L'éleveur désigne un coin de pâturage où plusieurs brebis sont couchées sur le flanc, affaiblies. Certaines se déplacent avec difficulté, traînent la patte. Les premiers symptômes se sont déclarés dans l'exploitation il y a quinze jours, affirme-t-il, et son troupeau a depuis été testé positif au sérotype 3.

"Aujourd'hui, j'ai vacciné 360 animaux dont 60 malades", détaille l'éleveur, qui ajoute sombrement: "Deux animaux sont déjà morts, d'ici à la fin de la semaine je m'attends à ramasser des cadavres à la pelle".

Le matin même, Bruno Miser a décelé les premiers symptômes chez l'une de ses vaches, trop faible pour mettre bas, son veau est mort. Une situation qui rappelle à l'éleveur les douloureux souvenirs de la dernière épizootie de fièvre catarrhale, en 2007.

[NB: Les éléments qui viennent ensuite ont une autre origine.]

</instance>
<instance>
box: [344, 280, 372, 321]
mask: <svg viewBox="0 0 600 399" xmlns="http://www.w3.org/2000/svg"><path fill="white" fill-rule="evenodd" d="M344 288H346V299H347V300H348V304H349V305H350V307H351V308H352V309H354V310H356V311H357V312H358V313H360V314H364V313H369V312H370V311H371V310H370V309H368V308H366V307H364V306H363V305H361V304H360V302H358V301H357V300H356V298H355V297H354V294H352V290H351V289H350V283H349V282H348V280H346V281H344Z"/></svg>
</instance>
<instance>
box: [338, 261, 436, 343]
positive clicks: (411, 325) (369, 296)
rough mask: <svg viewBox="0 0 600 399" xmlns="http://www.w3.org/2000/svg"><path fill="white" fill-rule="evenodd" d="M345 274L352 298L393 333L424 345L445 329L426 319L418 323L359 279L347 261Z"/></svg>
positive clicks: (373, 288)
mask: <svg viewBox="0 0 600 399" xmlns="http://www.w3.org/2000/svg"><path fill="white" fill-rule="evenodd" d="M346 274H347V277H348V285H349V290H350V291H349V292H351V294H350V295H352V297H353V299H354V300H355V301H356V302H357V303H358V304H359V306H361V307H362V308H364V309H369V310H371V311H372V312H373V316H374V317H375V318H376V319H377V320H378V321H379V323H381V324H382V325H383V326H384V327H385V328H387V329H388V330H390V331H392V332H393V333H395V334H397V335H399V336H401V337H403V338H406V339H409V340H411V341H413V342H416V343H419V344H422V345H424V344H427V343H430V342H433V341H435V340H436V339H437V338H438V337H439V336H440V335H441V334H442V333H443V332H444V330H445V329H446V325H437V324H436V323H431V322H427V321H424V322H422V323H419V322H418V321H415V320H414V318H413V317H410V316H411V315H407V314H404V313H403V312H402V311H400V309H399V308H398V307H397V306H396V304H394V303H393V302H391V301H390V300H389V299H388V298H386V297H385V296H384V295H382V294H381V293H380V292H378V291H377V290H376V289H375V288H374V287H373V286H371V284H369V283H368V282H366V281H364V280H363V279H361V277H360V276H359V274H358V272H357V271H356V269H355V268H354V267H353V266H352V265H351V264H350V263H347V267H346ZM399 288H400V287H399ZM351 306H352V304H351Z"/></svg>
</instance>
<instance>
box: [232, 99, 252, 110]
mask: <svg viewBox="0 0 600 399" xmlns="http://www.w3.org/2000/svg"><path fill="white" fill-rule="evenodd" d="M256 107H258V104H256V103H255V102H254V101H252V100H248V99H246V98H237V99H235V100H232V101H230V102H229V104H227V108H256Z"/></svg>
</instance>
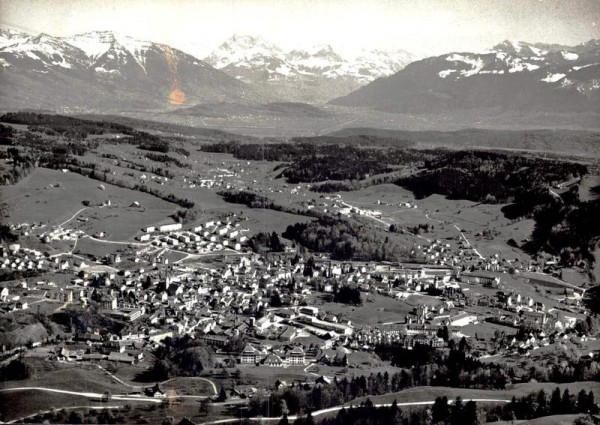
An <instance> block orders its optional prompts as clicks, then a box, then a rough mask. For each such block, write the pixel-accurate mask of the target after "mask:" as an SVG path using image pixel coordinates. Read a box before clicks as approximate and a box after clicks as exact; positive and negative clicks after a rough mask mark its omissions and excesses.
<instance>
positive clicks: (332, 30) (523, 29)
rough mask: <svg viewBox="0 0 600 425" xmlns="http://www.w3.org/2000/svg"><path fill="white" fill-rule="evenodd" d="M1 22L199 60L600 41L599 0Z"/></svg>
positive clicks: (2, 1) (88, 8)
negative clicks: (299, 51) (212, 49)
mask: <svg viewBox="0 0 600 425" xmlns="http://www.w3.org/2000/svg"><path fill="white" fill-rule="evenodd" d="M0 22H1V24H2V25H3V26H7V27H12V28H15V29H21V30H24V31H30V32H45V33H48V34H50V35H56V36H69V35H73V34H78V33H82V32H86V31H91V30H112V31H117V32H119V33H123V34H127V35H130V36H133V37H136V38H139V39H146V40H151V41H156V42H161V43H166V44H169V45H172V46H173V47H177V48H180V49H182V50H185V51H188V52H190V53H192V54H196V55H198V56H203V55H205V54H206V53H208V51H209V49H210V48H212V47H215V46H216V45H218V44H220V42H222V41H223V40H224V39H226V38H228V37H229V36H231V35H232V34H248V35H258V36H262V37H264V38H265V39H267V40H270V41H272V42H274V43H276V44H279V45H281V46H282V47H284V48H294V47H306V46H309V45H315V44H331V45H332V46H333V47H335V48H338V49H342V50H346V51H349V50H356V49H358V48H381V49H394V48H398V49H405V50H408V51H411V52H414V53H418V54H442V53H445V52H448V51H456V50H464V51H467V50H470V51H472V50H484V49H486V48H489V47H491V46H493V45H494V44H496V43H499V42H501V41H502V40H505V39H510V40H515V41H517V40H523V41H531V42H538V41H539V42H557V43H565V44H577V43H580V42H582V41H587V40H589V39H591V38H600V0H387V1H386V0H379V1H377V0H371V1H369V0H349V1H341V0H338V1H333V0H321V1H317V0H217V1H210V0H202V1H192V0H85V1H84V0H0Z"/></svg>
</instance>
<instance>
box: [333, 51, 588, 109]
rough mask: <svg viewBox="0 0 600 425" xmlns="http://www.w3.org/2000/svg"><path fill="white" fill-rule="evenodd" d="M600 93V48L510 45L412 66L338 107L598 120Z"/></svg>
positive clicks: (360, 93)
mask: <svg viewBox="0 0 600 425" xmlns="http://www.w3.org/2000/svg"><path fill="white" fill-rule="evenodd" d="M599 89H600V41H599V40H591V41H589V42H587V43H582V44H580V45H577V46H562V45H556V44H541V43H538V44H531V43H525V42H510V41H504V42H503V43H500V44H498V45H497V46H494V47H493V48H492V49H491V50H489V51H486V52H481V53H468V52H461V53H448V54H445V55H441V56H437V57H431V58H426V59H423V60H420V61H416V62H413V63H411V64H409V65H408V66H406V67H405V68H404V69H403V70H401V71H399V72H398V73H396V74H394V75H393V76H391V77H387V78H381V79H378V80H376V81H374V82H372V83H370V84H368V85H366V86H364V87H362V88H360V89H358V90H356V91H355V92H353V93H351V94H349V95H347V96H344V97H341V98H339V99H335V100H334V101H332V103H334V104H338V105H345V106H360V107H367V108H372V109H377V110H382V111H386V112H410V113H414V112H423V111H451V110H457V109H474V108H482V107H500V108H502V109H504V110H509V109H510V110H527V111H542V112H543V111H578V112H596V113H597V112H598V111H600V90H599Z"/></svg>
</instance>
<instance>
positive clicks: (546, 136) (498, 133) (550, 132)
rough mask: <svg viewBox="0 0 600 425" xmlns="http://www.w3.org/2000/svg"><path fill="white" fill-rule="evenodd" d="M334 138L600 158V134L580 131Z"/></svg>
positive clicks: (345, 129)
mask: <svg viewBox="0 0 600 425" xmlns="http://www.w3.org/2000/svg"><path fill="white" fill-rule="evenodd" d="M329 135H330V136H334V137H351V138H354V137H356V136H359V135H362V136H374V137H380V138H387V139H392V140H400V141H403V142H405V143H411V144H416V145H420V146H422V147H425V146H435V147H448V148H477V147H480V148H489V149H509V150H531V151H542V152H543V151H547V152H555V153H568V154H578V155H592V156H594V157H599V156H600V132H593V131H580V130H486V129H465V130H457V131H404V130H385V129H377V128H345V129H343V130H339V131H335V132H332V133H330V134H329Z"/></svg>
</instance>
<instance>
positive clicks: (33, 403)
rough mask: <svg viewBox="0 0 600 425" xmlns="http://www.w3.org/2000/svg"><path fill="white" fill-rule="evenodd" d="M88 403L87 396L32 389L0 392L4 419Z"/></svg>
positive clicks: (0, 413) (98, 402) (8, 419)
mask: <svg viewBox="0 0 600 425" xmlns="http://www.w3.org/2000/svg"><path fill="white" fill-rule="evenodd" d="M90 404H91V403H90V400H89V399H88V398H87V397H80V396H74V395H70V394H52V395H50V396H49V395H48V393H45V392H42V391H34V390H30V391H18V392H16V391H15V392H1V393H0V415H2V420H4V421H7V420H13V419H16V418H21V417H24V416H29V415H33V414H36V413H38V412H41V411H45V410H49V409H51V408H62V407H69V406H88V405H90ZM94 405H101V403H100V402H98V403H94Z"/></svg>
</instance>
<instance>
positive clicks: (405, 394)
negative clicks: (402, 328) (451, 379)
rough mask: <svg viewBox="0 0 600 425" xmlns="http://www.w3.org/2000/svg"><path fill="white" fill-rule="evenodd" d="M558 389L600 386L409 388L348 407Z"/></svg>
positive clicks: (571, 390)
mask: <svg viewBox="0 0 600 425" xmlns="http://www.w3.org/2000/svg"><path fill="white" fill-rule="evenodd" d="M556 387H559V388H560V390H561V393H562V392H563V391H564V390H565V388H568V389H569V392H570V393H571V394H577V393H578V392H579V391H581V390H582V389H584V390H586V391H590V390H592V391H598V390H600V386H599V384H598V383H597V382H573V383H569V384H556V383H552V382H546V383H539V382H536V383H533V382H532V383H527V384H516V385H514V386H513V387H511V388H509V389H506V390H479V389H471V388H448V387H417V388H409V389H407V390H404V391H400V392H397V393H390V394H384V395H380V396H369V397H361V398H358V399H355V400H353V401H351V402H349V403H347V404H348V405H351V404H352V405H355V404H359V403H361V402H363V401H365V400H366V399H367V398H369V399H370V400H371V401H372V402H373V404H379V403H391V402H393V401H394V400H396V401H397V402H398V403H407V402H418V401H424V400H435V399H436V398H437V397H448V399H449V400H453V399H455V398H456V397H459V396H460V397H462V398H463V399H470V398H489V399H508V400H510V399H511V398H512V397H513V396H515V397H523V396H526V395H528V394H530V393H532V392H536V393H537V392H538V391H540V390H542V389H543V390H544V391H545V392H546V394H547V395H549V394H550V393H551V392H552V391H553V390H554V389H555V388H556Z"/></svg>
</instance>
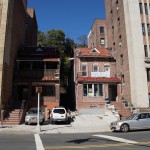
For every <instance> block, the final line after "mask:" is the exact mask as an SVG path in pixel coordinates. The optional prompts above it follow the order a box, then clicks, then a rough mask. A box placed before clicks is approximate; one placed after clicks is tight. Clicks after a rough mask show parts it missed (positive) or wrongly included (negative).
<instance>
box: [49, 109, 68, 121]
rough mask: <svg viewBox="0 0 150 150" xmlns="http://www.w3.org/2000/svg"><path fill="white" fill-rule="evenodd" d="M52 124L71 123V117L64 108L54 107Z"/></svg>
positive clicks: (50, 117)
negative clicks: (57, 123)
mask: <svg viewBox="0 0 150 150" xmlns="http://www.w3.org/2000/svg"><path fill="white" fill-rule="evenodd" d="M50 122H51V123H52V124H53V123H55V122H67V123H70V115H69V114H68V113H67V111H66V109H65V108H64V107H54V108H53V109H52V111H51V113H50Z"/></svg>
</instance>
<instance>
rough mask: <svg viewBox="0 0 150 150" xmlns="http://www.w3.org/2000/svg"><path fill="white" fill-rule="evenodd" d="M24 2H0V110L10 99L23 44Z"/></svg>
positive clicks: (10, 0)
mask: <svg viewBox="0 0 150 150" xmlns="http://www.w3.org/2000/svg"><path fill="white" fill-rule="evenodd" d="M26 6H27V2H26V0H0V108H4V107H5V106H6V105H7V104H8V103H9V102H10V101H11V99H12V86H13V70H14V64H15V58H16V56H17V51H18V50H19V49H20V47H21V46H22V45H23V44H25V32H26V30H25V29H26V13H27V11H26Z"/></svg>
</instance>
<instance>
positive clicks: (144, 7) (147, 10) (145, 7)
mask: <svg viewBox="0 0 150 150" xmlns="http://www.w3.org/2000/svg"><path fill="white" fill-rule="evenodd" d="M144 8H145V14H146V15H148V7H147V3H144Z"/></svg>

Une "catastrophe", se souvient Bruno Miser, qui élève des brebis depuis 35 ans. "Si on perd 30% de notre troupeau, c'est impossible de se relever parce qu'on perd les bêtes mais aussi la génétique qu'on a patiemment construite pendant des années".

"On fait ce métier par passion, on y consacre sa vie, et en 15 jours tout va être réduit à néant", redoute Bruno Miser qui dénonce la gestion de la maladie par les autorités.

"Il suffisait de nous donner le vaccin un mois avant, ça fait six mois qu'on alerte", fulmine-t-il.